The reference to 1929 brings up another comparison as well, since tariffs enacted by the 1930 Smoot-Hawley Tariff Act are widely credited with worsening the Great Depression.  Again, we aren’t anticipating a comparable decline in today’s markets based on the information we currently have, but that gives context to the price gyrations we are seeing in response to daily news reports of trade policy tit-for-tat.
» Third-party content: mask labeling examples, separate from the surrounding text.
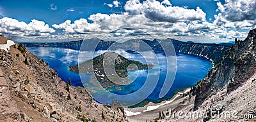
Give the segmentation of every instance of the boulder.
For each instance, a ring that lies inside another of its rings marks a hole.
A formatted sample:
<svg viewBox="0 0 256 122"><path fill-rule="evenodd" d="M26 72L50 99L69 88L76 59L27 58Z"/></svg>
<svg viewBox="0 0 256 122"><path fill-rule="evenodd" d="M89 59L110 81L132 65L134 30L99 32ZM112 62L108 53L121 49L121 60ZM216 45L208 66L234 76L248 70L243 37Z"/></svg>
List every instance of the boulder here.
<svg viewBox="0 0 256 122"><path fill-rule="evenodd" d="M3 77L4 76L4 74L3 73L2 70L0 69L0 77Z"/></svg>
<svg viewBox="0 0 256 122"><path fill-rule="evenodd" d="M54 119L57 119L57 120L60 120L60 117L57 114L52 114L51 117L54 118Z"/></svg>
<svg viewBox="0 0 256 122"><path fill-rule="evenodd" d="M35 96L36 94L36 90L30 85L26 85L25 90L28 91L31 96Z"/></svg>
<svg viewBox="0 0 256 122"><path fill-rule="evenodd" d="M29 121L30 118L25 113L21 114L21 118L25 121Z"/></svg>
<svg viewBox="0 0 256 122"><path fill-rule="evenodd" d="M15 88L15 90L18 92L20 91L20 83L17 83L13 85L13 88Z"/></svg>
<svg viewBox="0 0 256 122"><path fill-rule="evenodd" d="M50 112L49 111L47 107L44 107L44 116L47 118L50 118Z"/></svg>
<svg viewBox="0 0 256 122"><path fill-rule="evenodd" d="M0 86L8 86L6 81L3 77L0 77Z"/></svg>

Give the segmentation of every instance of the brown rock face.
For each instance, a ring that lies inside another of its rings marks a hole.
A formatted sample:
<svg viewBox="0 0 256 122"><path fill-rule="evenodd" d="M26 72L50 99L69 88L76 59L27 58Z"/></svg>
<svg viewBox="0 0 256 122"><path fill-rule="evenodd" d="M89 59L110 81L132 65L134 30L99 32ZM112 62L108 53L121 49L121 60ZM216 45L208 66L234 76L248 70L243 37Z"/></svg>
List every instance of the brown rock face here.
<svg viewBox="0 0 256 122"><path fill-rule="evenodd" d="M36 90L30 85L26 85L25 86L25 90L28 91L31 96L35 96L36 93Z"/></svg>

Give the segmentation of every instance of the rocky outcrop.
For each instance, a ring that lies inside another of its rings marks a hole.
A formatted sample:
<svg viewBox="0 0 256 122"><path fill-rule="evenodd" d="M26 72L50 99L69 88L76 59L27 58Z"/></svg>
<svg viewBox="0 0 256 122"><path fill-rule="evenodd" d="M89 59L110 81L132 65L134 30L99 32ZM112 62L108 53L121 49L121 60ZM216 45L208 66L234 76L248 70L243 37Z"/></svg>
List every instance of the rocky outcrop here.
<svg viewBox="0 0 256 122"><path fill-rule="evenodd" d="M255 97L251 95L256 93L255 44L256 29L250 30L244 41L236 40L220 64L196 86L194 111L220 104L225 105L223 111L238 110L239 114L256 112Z"/></svg>
<svg viewBox="0 0 256 122"><path fill-rule="evenodd" d="M122 108L98 104L85 88L67 90L56 71L17 45L0 50L0 121L127 121Z"/></svg>

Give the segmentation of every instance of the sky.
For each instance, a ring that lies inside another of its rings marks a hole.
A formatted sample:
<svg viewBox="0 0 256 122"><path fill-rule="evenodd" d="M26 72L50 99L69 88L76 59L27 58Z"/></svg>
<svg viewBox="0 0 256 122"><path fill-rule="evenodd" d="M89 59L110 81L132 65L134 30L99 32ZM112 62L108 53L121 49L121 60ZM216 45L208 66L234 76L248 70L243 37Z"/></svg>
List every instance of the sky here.
<svg viewBox="0 0 256 122"><path fill-rule="evenodd" d="M0 34L19 41L166 39L218 43L256 27L251 0L0 0Z"/></svg>

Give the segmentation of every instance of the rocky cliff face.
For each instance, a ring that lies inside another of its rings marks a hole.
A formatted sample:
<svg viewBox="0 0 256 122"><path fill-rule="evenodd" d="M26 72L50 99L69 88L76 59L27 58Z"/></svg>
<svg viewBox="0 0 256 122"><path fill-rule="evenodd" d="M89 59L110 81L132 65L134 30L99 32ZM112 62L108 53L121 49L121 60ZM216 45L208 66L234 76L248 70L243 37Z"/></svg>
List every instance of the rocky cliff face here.
<svg viewBox="0 0 256 122"><path fill-rule="evenodd" d="M256 116L255 44L253 29L244 41L236 41L227 51L218 67L196 86L194 111L221 104L222 111L237 110L239 114ZM246 119L239 120L255 120Z"/></svg>
<svg viewBox="0 0 256 122"><path fill-rule="evenodd" d="M0 121L126 121L122 108L97 103L86 90L68 85L17 45L9 53L0 50Z"/></svg>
In the 1930’s, the Smoot-Hawley Tariff Act put in place effective tariffs of just under 20%; current policies would increase U.S. effective tariffs to approximately only 3.1%.

Trade war concerns are the current headline de jour, but the reality is that volatility is a normal part of the market.  The last few years have experienced low volatility, in part due to artificially low interest rates, and that has lulled investors into a false sense of comfort.  In fact, from 1979 to 2017 there was a market correction of at least 10% from the yearly peak in 22 of those years or 55% of the time.[1]  For now, we don’t expect any major changes to your portfolio unless we see further declines, in which case an opportunity to buy stocks at attractive prices for the long-term may present itself.

In addition to market volatility, we also pay attention to portfolio volatility. Our portfolios are intentionally designed to be less volatile than the stock market. As Warren Buffet said in our opening quote, “a wildly fluctuating market means that irrationally low prices will periodically be attached to solid businesses.” If our portfolios experience downside volatility equal to the market, it leaves no opportunity to take advantage of those irrationally low prices that allow for long-term growth.

Significant volatility on the downside can also lead we oh-so-fallible human beings to make emotional decisions to reduce risk at any cost. Sometimes we have seen clients do this in their portfolios – insisting on selling a portion or all of their stock allocation in order to reduce their discomfort. Other times we watch them buy insurance they don’t need, spend significantly to refinance debt at a high cost, or forego personally meaningful spending – all in the spirit of bringing their risk to a point they can tolerate.  We want to limit the likelihood that you feel the need to make those kinds of decisions.

Our portfolio design intends to keep that downside distress to a manageable level, allowing discipline to a long-term strategy and avoiding short-sighted decisions with the sole goal of reducing stress.

Regarding the trade war, the fact is that China needs the U.S.  We are their biggest market. The U.S. imported more than $500 billion in Chinese products in 2017[2], which represents 18% of their total exports[3]. Going the other direction, the U.S. provides one-third of China’s massive soybean imports, and slapping a tax on those won’t be positive for the Chinese economy. A true trade war isn’t good for either country and in the long term we think it more likely that the global economy will continue to evolve in the direction of free trade.